Selon une informations rapportée par plusieurs médias turcs, le tribunal de Diyarbakir, ville du sud-est de la Turquie, vient d’ordonner le blocage de plusieurs sites diffusant la couverture de Charlie Hebdo. Quatre d'entre-eux seront ainsi bloqué, sauf s'ils suppriment l'image litigieuse.
La cour criminelle de Diyarbakir a ordonné le blocage de plusieurs portails d’actualités trucs qui ont diffusé la couverture du numéro 1178 de Charlie Hebdo (voir également cette actualité). Une couverture qui a heurté la sensibilité religieuse d'un avocat qui a peu apprécié la caricature du prophète Mahomet.
Selon le principal considérant de la décision, qui nous a été traduite par un juriste, « les paroles, les images, les caricatures et les publications qui ont le but d’humilier les valeurs religieuses et les prophètes peuvent être considérés comme des insultes aux croyants d’une telle religion. La croyance religieuse d’une personne est sa partie intégrante, sa dignité, son honneur, sa réputation, autrement dit, une valeur qui doit être protégée dans la portée des droits de la personnalité. L’humiliation ou la diffamation d’une personne, soit directement, soit par l’humiliation de sa religion doit être considérée comme une infraction. Le prophète, auquel la personne et la société croient, est, incontestablement, une valeur indispensable pour ladite religion et doit être respecté. Tous doivent respecter les croyances des autres et respectivement les valeurs religieuses. C’est ce qu’exige le principe de “Laicité”. »

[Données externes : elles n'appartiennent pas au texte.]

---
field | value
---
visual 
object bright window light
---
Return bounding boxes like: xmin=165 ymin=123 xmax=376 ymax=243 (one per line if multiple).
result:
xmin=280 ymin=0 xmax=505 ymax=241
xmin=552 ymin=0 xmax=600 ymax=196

En clair, le tribunal considère que la couverture de Charlie Hebdo n'est plus une information, mais bien une infraction de presse venant heurter les sensibilités personnelles. Il a ordonné le blocage de birgün.net (à gauche, politiquement) t24.com.tr (un site qualifié de « mainstream ») internethaber.co et thelira.co. En toute logique, la mesure de blocage sera révoquée en cas de suppression des contenus litigieux. Rappelons que le blocage chirurgical d’une page d’un site web n’est pas possible, ce qui implique donc une restriction d’accès globale.
Le précieux équilibre entre liberté d'expression et responsabilité des acteurs
Cette condamnation montre typiquement le lien étroit entre la liberté d’expression et la responsabilité des intermédiaires du net. En France, des pressions sont menées depuis le ministère de l’Intérieur pour revoir le statut des hébergeurs afin de faciliter leur condamnation. La Rue de Valois justifie cette réforme européenne par la lutte contre la contrefaçon. Cependant, comme souligné dans notre actualité et par l’ASIC, un tel chantier va nécessairement déborder du strict cadre du droit d’auteur pour menacer, notamment, la liberté d’expression. Voilà pourquoi les acteurs du net représentés au sein de cette association encouragent Fleur Pellerin à faire demi-tour.